Currency analyst

When the UK will actually leave the EU?

Brexit! Brexit! This portmanteau word must have annoyed you to death, and you probably want to know when this British exit will actually happen. It’s a high time Prime Minister Theresa May and her Cabinet sat down and drafted the plan for Brexit to work. It is almost ten weeks since UK voters opted to leave the European Union, but the ice still didn’t break up.

So why haven't the UK left yet?

In a nutshell, because Article 50 of the Lisbon Treaty has never been invoked. Until British government formally does that, the UK is doomed to remain its membership in the Union. Article 50 of the 2007 Treaty of Lisbon explains how a member state can withdraw from the EU. According to this article, to leave the Union a country should notify the EU authority of its intention, then, it should negotiate a deal on withdrawal and work out a future relationship with the EU members.

How Brexit process will unfold?

The EU will probably only allow the UK to be the part of the European single market (which means that there won’t be any tariff in trade relationships between the UK and EU members). The main challenge for the Brexit talks will be an immigration issue.

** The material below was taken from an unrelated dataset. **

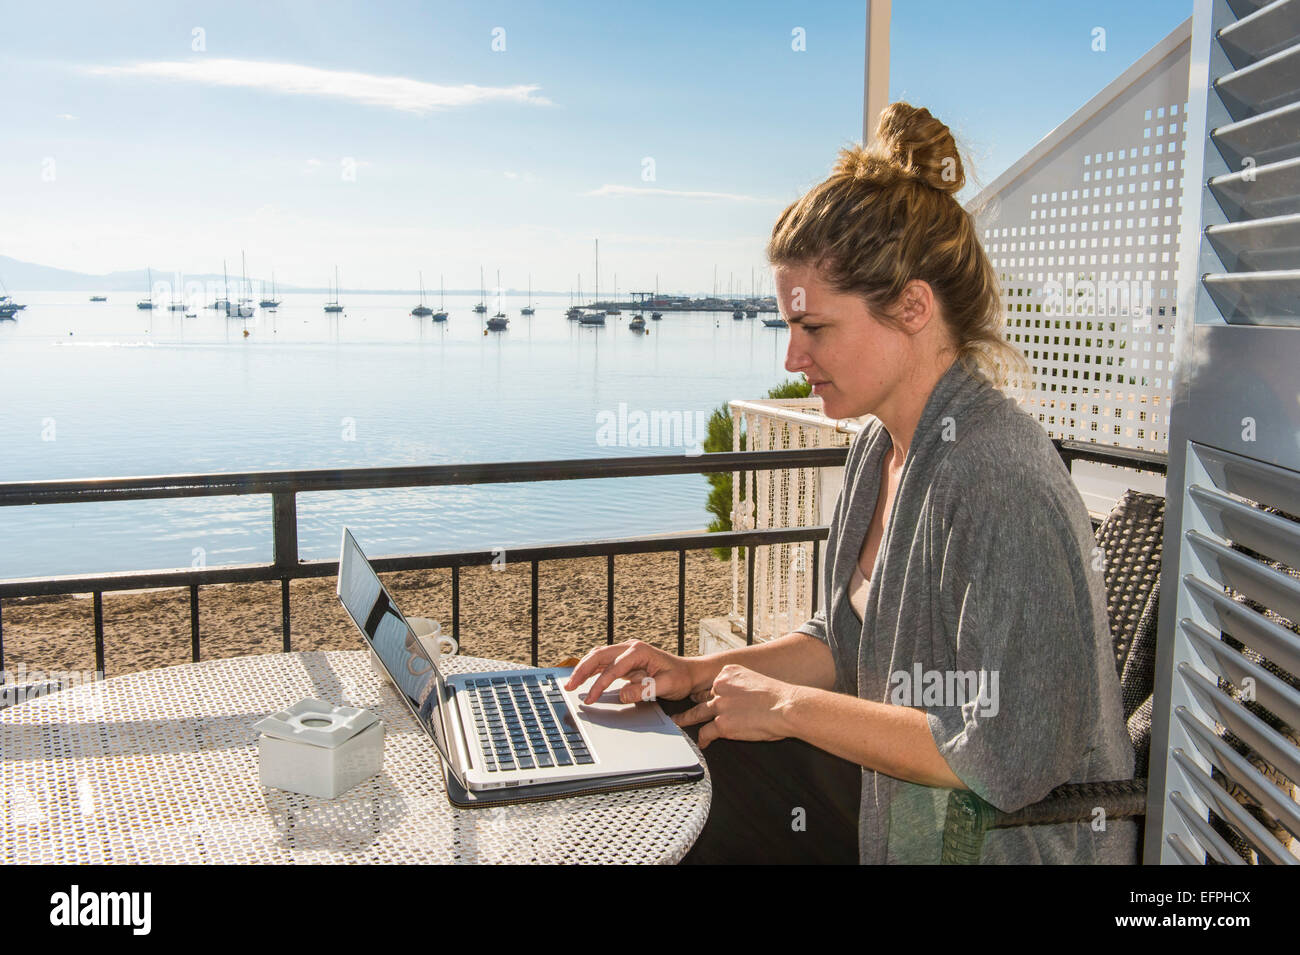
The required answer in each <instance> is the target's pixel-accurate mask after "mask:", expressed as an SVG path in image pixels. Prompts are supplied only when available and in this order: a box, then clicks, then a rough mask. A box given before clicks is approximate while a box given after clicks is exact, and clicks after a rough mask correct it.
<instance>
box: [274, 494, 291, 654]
mask: <svg viewBox="0 0 1300 955" xmlns="http://www.w3.org/2000/svg"><path fill="white" fill-rule="evenodd" d="M270 533H272V539H273V541H274V552H273V563H274V565H276V569H277V570H279V572H281V576H279V628H281V634H282V642H283V648H285V652H286V654H287V652H289V650H290V638H289V578H290V576H291V574H292V572H294V570H296V569H298V495H296V494H294V491H291V490H286V491H274V492H272V495H270Z"/></svg>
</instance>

When will Article 50 will be invoked?

The new Prime Minister of the UK Theresa May says that she would be ready to trigger Article 50 of the Lisbon Treaty as soon as she and her Cabinet plan a sensible and orderly departure. To be precise, it will happen “maybe in January, maybe in February” 2017. Once Article 50 has been invoked, the UK will have two years to negotiate its withdrawal.

Meanwhile, the UK economy managed to withstand the initial shock of the Brexit referendum, although with sacrifices (the value of pound depreciated; the UK lost its top AAA credit rating which means that the cost of lending will grow substantially). We can’t predict what will be the long-term effects of leaving the EU, though. Time will show.